Precisamos de transformar o que é visto como um subsídio público sem responsabilidade num investimento cujo impacto seja mensurável em termos de resultados que os eleitores possam controlar. Em Itália, os bancos devem ser chamados a criar facilidades de microempréstimos, para que o custo inicial de tornar os edifícios mais eficientes do ponto de vista energético seja reembolsado por futuras poupanças de energia. Nos Países Baixos, os governos deveriam ter a visão de definir políticas industriais para diversificar a produção de carne, por exemplo, para biocombustíveis renováveis avançados.

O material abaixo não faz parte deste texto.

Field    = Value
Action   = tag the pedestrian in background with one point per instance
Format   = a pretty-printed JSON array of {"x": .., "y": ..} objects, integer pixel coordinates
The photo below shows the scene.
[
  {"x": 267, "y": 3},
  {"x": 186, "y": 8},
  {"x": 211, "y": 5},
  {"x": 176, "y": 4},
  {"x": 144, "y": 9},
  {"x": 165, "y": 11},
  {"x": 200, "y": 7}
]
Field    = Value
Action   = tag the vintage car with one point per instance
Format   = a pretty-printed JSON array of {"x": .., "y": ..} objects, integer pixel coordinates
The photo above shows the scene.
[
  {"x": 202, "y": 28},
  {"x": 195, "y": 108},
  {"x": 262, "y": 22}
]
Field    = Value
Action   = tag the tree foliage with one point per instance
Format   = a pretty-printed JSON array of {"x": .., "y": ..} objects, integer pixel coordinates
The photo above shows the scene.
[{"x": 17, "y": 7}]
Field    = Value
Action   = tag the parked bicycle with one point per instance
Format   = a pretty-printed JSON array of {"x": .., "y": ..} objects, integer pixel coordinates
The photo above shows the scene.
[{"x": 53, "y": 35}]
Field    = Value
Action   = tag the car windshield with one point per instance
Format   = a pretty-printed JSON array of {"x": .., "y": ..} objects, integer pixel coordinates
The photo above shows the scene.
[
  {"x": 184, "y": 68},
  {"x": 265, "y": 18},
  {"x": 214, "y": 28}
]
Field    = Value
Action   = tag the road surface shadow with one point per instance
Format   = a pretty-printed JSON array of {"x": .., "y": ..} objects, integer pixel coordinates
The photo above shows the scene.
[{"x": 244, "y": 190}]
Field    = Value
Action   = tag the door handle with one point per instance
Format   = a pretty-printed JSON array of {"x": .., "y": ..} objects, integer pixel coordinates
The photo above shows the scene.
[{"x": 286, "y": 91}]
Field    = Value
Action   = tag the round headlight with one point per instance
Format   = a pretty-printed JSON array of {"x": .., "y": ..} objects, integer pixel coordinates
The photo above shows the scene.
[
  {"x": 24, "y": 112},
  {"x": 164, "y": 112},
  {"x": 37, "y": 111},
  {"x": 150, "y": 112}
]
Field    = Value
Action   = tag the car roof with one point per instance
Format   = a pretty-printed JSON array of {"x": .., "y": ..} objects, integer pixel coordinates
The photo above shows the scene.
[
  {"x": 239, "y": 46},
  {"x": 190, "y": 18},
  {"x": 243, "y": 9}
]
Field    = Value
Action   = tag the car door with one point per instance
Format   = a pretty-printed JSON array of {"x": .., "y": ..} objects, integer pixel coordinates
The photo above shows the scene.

Os políticos verdes, por sua vez, cometeram erros de comunicação pelos quais podem vir a pagar um preço político. Na Alemanha, o termo Verbotsgesetze [leis de proibição] é usado para descrever uma tendência para procurar a sustentabilidade através de todo o tipo de proibições e interdições (desde caldeiras a gás a investigações controversas sobre geoengenharia). O descontentamento com as políticas verdes não é necessariamente um sinal de que as pessoas não estão preocupadas com as alterações climáticas. O mais plausível é que estejam cansadas de receber lições e impacientes com o facto de não reconhecerem que a transição energética não pode ser conseguida através de prescrições únicas que prestam pouca atenção à implementação e ao custo a nível individual. Precisamos de mais criatividade para criar soluções. Menos palestras e mais envolvimento. Afinal de contas, só venceremos a batalha pela transformação radical necessária se os cidadãos se virem a si próprios como parte dela e não como consumidores passivos de decisões de cima para baixo.”

“Precisamos de transformar o que é visto como um subsídio público sem responsabilidade num investimento cujo impacto seja mensurável em termos de resultados que os eleitores possam controlar.”

EM JEITO DE CONCLUSÃO

Adivinhamos a continuação de tempos desafiantes para a transformação e a mitigação das alterações climáticas, pois vemos o clima do planeta sob uma quase indiferença coletiva. Ao mesmo tempo, o contexto internacional não é animador, dado que está pautado pela guerra na Ucrânia e pelo conflito no Médio Oriente. Todos estes fatores geopolíticos, se escalarem, têm o poder de aumentar a inflação e, consequentemente, de elevar os juros e travar o desenvolvimento económico, criando ainda mais obstáculos à tão premente e indispensável reabilitação energética de edifícios.

Dada a instabilidade sociopolítica, que grassa praticamente na maioria dos países europeus e que gera descontentamentos e nalguns casos ceticismo ou mesmo negacionismo, resta-nos ficar na expectativa, aguardando por futuros desenvolvimentos e acontecimentos, mas sempre com atenção redobrada e comportamentos proativos.